Еремей из таких, которым цель нужна. Или хотя бы понимание, что живут они правильно. А у него ни цели, ни понимания, но одно лишь чувство вины, которое оправдательным приговором не заткнёшь.
И в Савке он не Савку видит, а шанс… искупить эту вину?
Переиграть всё снова?
Я хреновый психолог, но тут глубоких познаний и не надо, чтобы понять.
— В общем… будем так разбираться. Теперь по остальному… — взгляд его тяжёлый уставился на Метельку, который так и застыл с эклером в одной руке и надкушенной корзиночкой в другой. В чём-то его понимаю. Здешние пирожные — это нечто. То ли не ел их Савка давно, то ли они тут безо всяких улучшителей чистым натурпродуктом, но вкусно.
Просто умопомрачительно вкусно.
— Во времена давние всё было чутка иначе. Охотники на ту сторону хаживали, конечно, но не так, как ныне. Простой люд вовсе не совался. Обычному человеку там пары часов хватало, чтоб высосала его изнанка вусмерть. Потому и не лезли. Теперь-то поменялось. Теперь и день человек провести может, и два. Болеть станет, чахнуть, но продержится. Те же проходчики посменно служат, шесть часов там, а затем дня два-три передышки.
Люди стали приспосабливаться?
Интересно.
— Но тогда-то Охотники мир нави изучали. А заодно уж приносили всякое-разное. Только одному много не притащить. Дед сказывал, что обряд этот Охотникам сама… она подсказала. Что, мол, ежели взять человека под опеку, ежели с ним каплею силы поделиться и крови, то и навь такого человека отторгать не станет.
Слушаем уже вдвоём и превнимательно.
— Так-то и вышла клятва. Дед её родовою звал.

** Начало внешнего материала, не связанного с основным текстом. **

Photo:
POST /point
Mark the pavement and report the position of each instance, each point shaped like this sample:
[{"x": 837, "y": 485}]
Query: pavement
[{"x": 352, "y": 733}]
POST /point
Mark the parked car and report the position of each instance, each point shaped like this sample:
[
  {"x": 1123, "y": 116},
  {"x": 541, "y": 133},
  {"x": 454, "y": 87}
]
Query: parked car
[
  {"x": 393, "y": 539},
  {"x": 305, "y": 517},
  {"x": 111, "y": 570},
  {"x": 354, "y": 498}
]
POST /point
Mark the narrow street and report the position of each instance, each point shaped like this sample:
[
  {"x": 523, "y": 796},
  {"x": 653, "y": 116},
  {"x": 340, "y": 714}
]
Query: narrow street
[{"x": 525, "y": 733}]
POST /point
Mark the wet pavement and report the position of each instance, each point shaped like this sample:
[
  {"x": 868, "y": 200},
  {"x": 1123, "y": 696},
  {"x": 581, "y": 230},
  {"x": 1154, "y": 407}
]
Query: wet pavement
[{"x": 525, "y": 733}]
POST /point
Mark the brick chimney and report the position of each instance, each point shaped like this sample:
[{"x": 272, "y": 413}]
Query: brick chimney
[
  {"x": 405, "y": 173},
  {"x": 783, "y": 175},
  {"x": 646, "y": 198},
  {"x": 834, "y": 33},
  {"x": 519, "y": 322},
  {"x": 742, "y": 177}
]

И сказывал, что тот, с кем делили кровь, становился своим, родовичем. Само собою из числа молодших, меньшаком, но всё же. Со временем связь только крепчала. Чем больше силы было у Охотника, тем сильнее и его меньшой становился.
— Я… тоже буду охотником? — восторга в Метелькиных глазах не было.
От совсем.
Ну да, пожалуй, навь и твари способствуют установлению реального взгляда на мир и подвиги.
— Не совсем. После уж и повелось, что прижились подле родов Охотничьих иные, малые.
— Вроде твоего?
— Вроде моего. А далее уж из поколения в поколение повелось, чтоб сын по отцовым следам и заветам шёл. В конце вовсе едва ль не с младенческих лет растили вместе, Охотника и того, кто его меньшаком станет.
Взгляд Еремеев остекленел, а кулак его сжался так, будто он желал раздавить кого.
— Ну и кровь крепла из поколения в поколение… и так, что мне вон тоже кой-чего досталось.
Вроде умения видеть в тумане и чуять тени в реальном мире.
Думаю, что не только это.
— Говоря по правде, не уверен, что вышло хоть что-то, — признался Еремей.
— Вышло, — заверяю его. — Что-то да вышло… значит, теперь он может хаживать на ту сторону?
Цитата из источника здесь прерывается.